Issue (i): Whether a hatchery business amounts to manufacture or production of articles or things under sections 32A and 80J of the Income-tax Act, 1961.
Analysis: The expression "produce" was examined in its statutory context, not by isolated dictionary meaning. The legislative scheme showed a separate treatment for poultry farming through the earlier exemption under section 10(27) and its replacement by section 80JJ, indicating that poultry-related income was dealt with distinctly from industrial undertakings manufacturing or producing articles or things. The hatching of chicks was held to be the outcome of a natural and biological process, which the assessee only assisted by maintaining temperature, fumigation, incubation, and other mechanical controls. The Court held that the assessee did not itself bring about the formation of chicks.
Conclusion: A hatchery business does not amount to manufacture or production of articles or things for the purposes of sections 32A and 80J.

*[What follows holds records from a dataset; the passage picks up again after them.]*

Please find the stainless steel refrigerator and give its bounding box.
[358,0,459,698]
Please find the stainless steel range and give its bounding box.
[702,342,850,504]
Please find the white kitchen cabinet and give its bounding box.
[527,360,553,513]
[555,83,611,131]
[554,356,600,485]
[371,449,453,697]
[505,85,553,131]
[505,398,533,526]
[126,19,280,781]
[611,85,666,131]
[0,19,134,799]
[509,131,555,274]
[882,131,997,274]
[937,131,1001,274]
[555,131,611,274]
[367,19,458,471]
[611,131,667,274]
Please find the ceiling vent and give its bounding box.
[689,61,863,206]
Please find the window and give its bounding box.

Issue (ii): Whether the hatchery business constitutes an industrial undertaking and whether the assessees are entitled to the claimed investment allowance and deductions.

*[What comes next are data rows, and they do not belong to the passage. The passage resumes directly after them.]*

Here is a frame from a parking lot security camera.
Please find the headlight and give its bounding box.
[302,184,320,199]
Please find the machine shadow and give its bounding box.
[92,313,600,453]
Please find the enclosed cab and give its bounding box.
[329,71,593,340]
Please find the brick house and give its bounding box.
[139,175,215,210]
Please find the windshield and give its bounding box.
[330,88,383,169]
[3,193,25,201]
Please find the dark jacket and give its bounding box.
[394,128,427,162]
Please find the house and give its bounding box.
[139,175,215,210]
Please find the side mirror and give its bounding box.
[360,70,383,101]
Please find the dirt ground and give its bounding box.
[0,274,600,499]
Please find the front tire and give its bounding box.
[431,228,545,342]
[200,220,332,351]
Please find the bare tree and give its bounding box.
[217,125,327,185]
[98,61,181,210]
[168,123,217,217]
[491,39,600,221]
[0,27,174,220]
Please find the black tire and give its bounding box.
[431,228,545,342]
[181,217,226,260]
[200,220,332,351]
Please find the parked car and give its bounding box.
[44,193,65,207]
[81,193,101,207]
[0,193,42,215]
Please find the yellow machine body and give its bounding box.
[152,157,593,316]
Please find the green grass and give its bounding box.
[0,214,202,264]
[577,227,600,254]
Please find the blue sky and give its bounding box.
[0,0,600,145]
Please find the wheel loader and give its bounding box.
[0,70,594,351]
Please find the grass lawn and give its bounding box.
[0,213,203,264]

Analysis: Reading sections 32A, 80J and the poultry-specific provisions together with the legislative history, the Court held that the statutory incentive for poultry farming was separate from the incentive granted to industrial undertakings. The fact that modern hatcheries use scientific methods, plant, machinery, research, and large-scale operations did not alter the character of the activity, because the essential event of hatching remained a natural process. The Court also declined to import meanings assigned to "articles or things" in the Fifth Schedule or under other statutes into these provisions.

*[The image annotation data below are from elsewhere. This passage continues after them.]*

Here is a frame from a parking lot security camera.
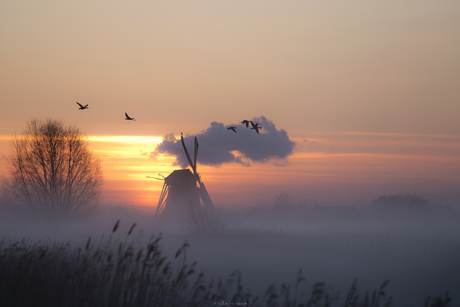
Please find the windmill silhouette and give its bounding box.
[155,133,215,218]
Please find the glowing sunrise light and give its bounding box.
[88,135,163,144]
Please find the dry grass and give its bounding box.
[0,223,450,307]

Conclusion: The hatchery business is not an industrial undertaking and the assessees are not entitled to development allowance under section 32A or deductions under sections 80HH, 80HHA, 80-I and 80J.
Final Conclusion: The Revenue's view on the legal character of hatchery operations was upheld, the contrary High Court view was disapproved, and the assessees' claims to industrial-undertaking benefits were rejected.
Ratio Decidendi: A business is not one of manufacture or production of articles or things where the alleged output is brought into existence by a natural biological process merely assisted by mechanical means, and the statutory expression must be construed in its legislative context and scheme.